Un studio d’enregistrement dédié à la musique de films vient d’être inauguré dans les locaux de l’Orchestre national d’Ile-de-France à Alfortville (Val-de-Marne). Une première en France. Culturebox a assisté à une séance exceptionnelle d’enregistrement de la musique du film d’animation "Minuscule 2" (en salles le 30 janvier), signée du jeune et talentueux compositeur Mathieu Lamboley.
Article rédigé par Jacky Bornet
France Télévisions - Rédaction Culture
Publié
Temps de lecture : 6 min
Mathieu Lamboley dirige et enregistre la musique de "Minuscule 2"  au Studio de l'Orchestre national d'Ile-de-France à Alfortville
 (Christophe Urbain)

Parrainé par le compositeur Gabriel Yared, Le Studio a été conçu par des "professionnels de la profession", assistés d’experts, pour offrir aux musiciens et aux cinéastes les conditions techniques les plus récentes et optimales d’enregistrement.
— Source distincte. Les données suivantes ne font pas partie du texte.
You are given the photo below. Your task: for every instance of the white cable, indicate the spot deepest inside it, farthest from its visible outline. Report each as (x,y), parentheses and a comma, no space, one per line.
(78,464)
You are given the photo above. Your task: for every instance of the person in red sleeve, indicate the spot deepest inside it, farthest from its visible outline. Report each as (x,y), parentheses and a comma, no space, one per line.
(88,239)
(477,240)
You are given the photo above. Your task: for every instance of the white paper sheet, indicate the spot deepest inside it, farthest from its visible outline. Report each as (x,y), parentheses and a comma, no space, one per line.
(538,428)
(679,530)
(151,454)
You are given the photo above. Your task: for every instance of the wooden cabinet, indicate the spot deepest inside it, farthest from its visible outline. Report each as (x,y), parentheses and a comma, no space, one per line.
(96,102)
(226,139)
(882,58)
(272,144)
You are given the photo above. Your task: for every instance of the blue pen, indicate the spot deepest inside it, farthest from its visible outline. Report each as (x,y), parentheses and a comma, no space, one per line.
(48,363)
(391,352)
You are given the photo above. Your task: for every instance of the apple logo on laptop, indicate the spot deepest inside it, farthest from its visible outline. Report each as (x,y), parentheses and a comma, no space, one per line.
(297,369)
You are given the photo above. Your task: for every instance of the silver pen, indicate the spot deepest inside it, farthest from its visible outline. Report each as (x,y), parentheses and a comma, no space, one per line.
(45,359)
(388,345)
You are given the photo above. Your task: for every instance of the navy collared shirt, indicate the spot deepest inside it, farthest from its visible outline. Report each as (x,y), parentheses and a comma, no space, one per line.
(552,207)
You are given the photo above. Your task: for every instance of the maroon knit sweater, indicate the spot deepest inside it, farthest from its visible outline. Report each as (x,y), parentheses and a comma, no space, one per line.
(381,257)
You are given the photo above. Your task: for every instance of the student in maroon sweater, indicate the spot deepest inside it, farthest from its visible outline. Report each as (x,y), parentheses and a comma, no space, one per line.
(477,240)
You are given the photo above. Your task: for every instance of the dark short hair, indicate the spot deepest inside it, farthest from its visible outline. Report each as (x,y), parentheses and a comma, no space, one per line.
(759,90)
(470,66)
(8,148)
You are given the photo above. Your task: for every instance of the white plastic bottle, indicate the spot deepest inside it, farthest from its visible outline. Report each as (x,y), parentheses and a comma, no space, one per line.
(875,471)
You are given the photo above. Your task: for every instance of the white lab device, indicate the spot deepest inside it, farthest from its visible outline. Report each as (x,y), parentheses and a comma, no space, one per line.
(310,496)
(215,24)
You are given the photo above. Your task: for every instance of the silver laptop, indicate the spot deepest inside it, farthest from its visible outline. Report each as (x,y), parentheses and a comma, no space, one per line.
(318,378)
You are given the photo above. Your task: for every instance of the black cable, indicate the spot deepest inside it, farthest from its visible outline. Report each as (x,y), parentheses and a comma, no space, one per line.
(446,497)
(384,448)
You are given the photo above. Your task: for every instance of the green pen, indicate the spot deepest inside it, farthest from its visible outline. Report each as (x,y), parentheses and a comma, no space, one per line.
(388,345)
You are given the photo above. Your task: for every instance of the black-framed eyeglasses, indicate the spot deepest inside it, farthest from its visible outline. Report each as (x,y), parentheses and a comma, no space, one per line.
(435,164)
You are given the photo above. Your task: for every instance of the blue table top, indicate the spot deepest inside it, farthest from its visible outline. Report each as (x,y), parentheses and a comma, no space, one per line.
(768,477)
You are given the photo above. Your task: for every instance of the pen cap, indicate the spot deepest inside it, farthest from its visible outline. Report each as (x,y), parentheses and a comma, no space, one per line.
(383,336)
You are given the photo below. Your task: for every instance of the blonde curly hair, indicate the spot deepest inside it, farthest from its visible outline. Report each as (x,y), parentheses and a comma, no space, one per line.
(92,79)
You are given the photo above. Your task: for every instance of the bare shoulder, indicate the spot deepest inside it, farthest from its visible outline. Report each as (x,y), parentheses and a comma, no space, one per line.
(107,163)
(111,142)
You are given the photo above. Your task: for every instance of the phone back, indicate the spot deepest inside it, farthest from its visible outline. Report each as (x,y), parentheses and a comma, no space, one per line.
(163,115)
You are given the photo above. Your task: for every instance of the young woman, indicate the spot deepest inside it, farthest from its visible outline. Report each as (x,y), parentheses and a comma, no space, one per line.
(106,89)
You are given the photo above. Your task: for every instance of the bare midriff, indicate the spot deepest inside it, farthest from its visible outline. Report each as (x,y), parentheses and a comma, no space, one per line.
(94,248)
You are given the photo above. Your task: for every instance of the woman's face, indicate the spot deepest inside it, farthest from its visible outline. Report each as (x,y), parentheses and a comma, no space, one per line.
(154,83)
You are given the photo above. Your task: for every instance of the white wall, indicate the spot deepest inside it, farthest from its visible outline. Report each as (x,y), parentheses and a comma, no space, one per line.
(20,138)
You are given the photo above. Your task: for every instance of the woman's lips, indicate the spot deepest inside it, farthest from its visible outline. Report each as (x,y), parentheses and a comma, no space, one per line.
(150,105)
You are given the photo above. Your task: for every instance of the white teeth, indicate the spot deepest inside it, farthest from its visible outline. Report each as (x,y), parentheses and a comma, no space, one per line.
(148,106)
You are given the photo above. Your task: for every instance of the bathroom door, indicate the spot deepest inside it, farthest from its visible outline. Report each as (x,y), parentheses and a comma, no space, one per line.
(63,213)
Reportage : N. Bappel / M. Bona / V. jannet / T. Rousseau (France 3 Paris Ile-de-France)

Situé aux portes de Paris, Le Studio a pour objectif de faire revenir en France les enregistrements de musiques de films, souvent réalisés à Londres, en Belgique ou dans les pays de l’Est. Sa salle d’orchestre permet d’accueillir une grande formation symphonique avec chœur, alors qu’une petite salle peut être dédiée à des solistes, ou à des formations plus modestes, en enregistrement simultané.

Les prises de son sont possibles dans les deux formats professionnels les plus utilisés (stéréo et multicanaux 5.1), allant jusqu’à l’immersif Dolby Atmos qui équipe désormais certaines salles de cinéma.

Le compositeur Mathieu Lamboley : "ici tout a été conçu pour la musique de films"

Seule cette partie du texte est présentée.